A far-infrared image of the cold pre-stellar cloud L1544 (the cloud is at the lower left, with other clouds of gas and dust nearby). The cloud is about 450 light-years from Earth in the nearest large region of star formation. New studies of the gas motions in the core show that the stellar embryo is slowly collapsing in a manner that agrees well with some models and excludes others. Credit: ESA/Herschel/SPIRE
Stars
like the Sun begin their lives as cold, dense cores of dust and gas
that gradually collapse under the influence of gravity until nuclear
fusion is ignited. Exactly how the critical collapse process occurs in
these embryos, however, is poorly understood, with several competing
ideas having been advanced. Material might just freely fall to the
center, although in more likely scenarios the infall is inhibited by
pressure from warm gas, turbulent motions, magnetic fields, or even
perhaps by some combination of them. It might be possible to
distinguish between these alternative collapse hypotheses by examining
how the core's density varies with radius, but it turns out that (at
least for spherical clouds) the predicted density distributions all look
about the same. The predicted distributions of velocity for the
infalling gas, however, are quite different.
The dust in these cores makes them completely opaque in the optical,
and so studying their behaviors requires techniques at other
wavelengths. One of the most exciting developments in astronomy over
the past decade has been the development of far-infrared and millimeter
wavelength tools for the tasks of identifying pre-stellar cores as such,
and determining their properties. CfA astronomer Eric Keto and two
colleagues used observations of emission lines from water and carbon
monoxide at both wavelength regimes to measure the velocity distribution
of the gas in a pre-stellar, dense core.

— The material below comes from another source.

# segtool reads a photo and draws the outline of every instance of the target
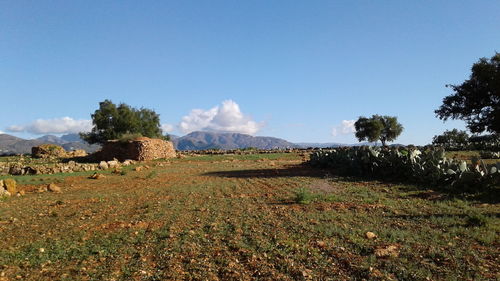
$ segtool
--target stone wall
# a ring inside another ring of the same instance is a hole
[[[176,157],[174,145],[170,141],[161,139],[138,138],[131,141],[108,141],[101,151],[95,154],[99,160],[118,159],[124,161],[132,159],[137,161],[154,160]]]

Each of these gas molecules
traces a sightly different density of gas (the typical value in these
clouds is about one hundred thousand particles per cubic centimeter).
The data clearly prefer the scenario in which the gas temperature is
nearly constant throughout the cloud with just enough total mass present
for gravity to drive slow contraction. Actually, the paper's authors
were the first to advocate and describe just such a possibility, and
these observations of this particular core bring a satisfying
confirmation that no magnetic fields or turbulence is present or needed.
The new results highlight the dramatic modern successes in unraveling
the earliest stages of stellar birth, and the power of new technology.
More cores now need to be measured in order to determine if these
particular conclusions have general validity.
Reference(s):
"The Dynamics of Collapsing Cores and Star Formation," Eric Keto, Paola Caselli, and Jonathan Rawlings, MNRAS 446, 3731, 2015.